De repente, cuando tenían el último frasco casi lleno, apareció el Gran Soplo del Crepúsculo. Era un viento travieso que llegó haciendo: "¡Wooooosh! ¡Fuuuuuu!". El viento quería tirar los frascos y apagar la luz. ¡Oh, no! ¿Qué harían ahora? Bramble, que era muy valiente y protector, se sentó en el suelo y rodeó todos los frascos con sus patas de oso. Luego, desenrolló su larguísima bufanda de color verde y mostaza y la envolvió alrededor de los tarros y de sus amigos, formando un nudo cálido y seguro. El viento sopló y sopló, pero no pudo mover ni un solo cristal. ¡Bramble era más fuerte que el viento!
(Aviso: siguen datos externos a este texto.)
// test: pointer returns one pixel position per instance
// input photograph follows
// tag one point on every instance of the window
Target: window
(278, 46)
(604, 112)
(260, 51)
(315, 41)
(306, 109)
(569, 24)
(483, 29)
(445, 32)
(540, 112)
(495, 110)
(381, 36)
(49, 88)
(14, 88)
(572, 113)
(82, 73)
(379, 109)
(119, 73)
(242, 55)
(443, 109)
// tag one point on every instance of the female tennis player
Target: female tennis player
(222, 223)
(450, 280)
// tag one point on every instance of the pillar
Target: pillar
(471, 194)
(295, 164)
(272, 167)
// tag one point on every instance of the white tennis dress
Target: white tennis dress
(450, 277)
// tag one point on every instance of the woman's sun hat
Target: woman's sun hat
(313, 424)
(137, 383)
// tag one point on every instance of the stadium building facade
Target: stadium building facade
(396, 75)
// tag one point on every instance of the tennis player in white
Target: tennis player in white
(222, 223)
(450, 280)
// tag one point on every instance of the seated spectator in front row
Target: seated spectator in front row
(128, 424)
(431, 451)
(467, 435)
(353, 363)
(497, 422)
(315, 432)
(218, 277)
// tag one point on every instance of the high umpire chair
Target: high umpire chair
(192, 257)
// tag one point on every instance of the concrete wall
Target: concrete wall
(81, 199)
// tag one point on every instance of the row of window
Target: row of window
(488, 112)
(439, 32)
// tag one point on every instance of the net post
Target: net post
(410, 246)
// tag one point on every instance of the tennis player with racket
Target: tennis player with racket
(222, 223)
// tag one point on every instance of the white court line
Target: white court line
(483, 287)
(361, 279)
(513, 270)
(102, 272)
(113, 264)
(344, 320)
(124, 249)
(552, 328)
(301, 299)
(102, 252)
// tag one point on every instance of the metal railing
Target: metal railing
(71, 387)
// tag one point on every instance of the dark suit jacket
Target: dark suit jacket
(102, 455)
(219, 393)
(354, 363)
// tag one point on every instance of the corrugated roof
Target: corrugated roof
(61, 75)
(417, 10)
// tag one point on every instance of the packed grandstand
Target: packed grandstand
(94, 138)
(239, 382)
Cuando el viento se cansó y se fue a dormir, el bosque estaba oscuro de verdad. Pero los amigos tenían sus linternas mágicas. Usando la bufanda de Bramble como un arnés suave, bajaron por el sendero. Fueron colocando los frascos en las curvas más difíciles y entre las raíces más altas. ¡Clinc, clinc, clinc!

De pronto, el camino ya no daba miedo. Parecía un río de estrellas doradas. Los pájaros perdidos encontraron sus nidos y los erizos llegaron a su madriguera sin tropezar ni una sola vez. Pip la ardilla dio un bostezo muy grande y se acurrucó en el hombro de Bramble. El gran oso sonrió y sintió que su corazón brillaba tanto como sus frascos.

Y así, con el bosque en calma y todos a salvo en sus camitas de hojas, Bramble regresó a casa. Guardó un poquito de luz en su corazón, se tapó bien con su bufanda y... ¡shhhhh! Se quedó profundamente dormido. Y así fue como todo salió muy, pero que muy bien.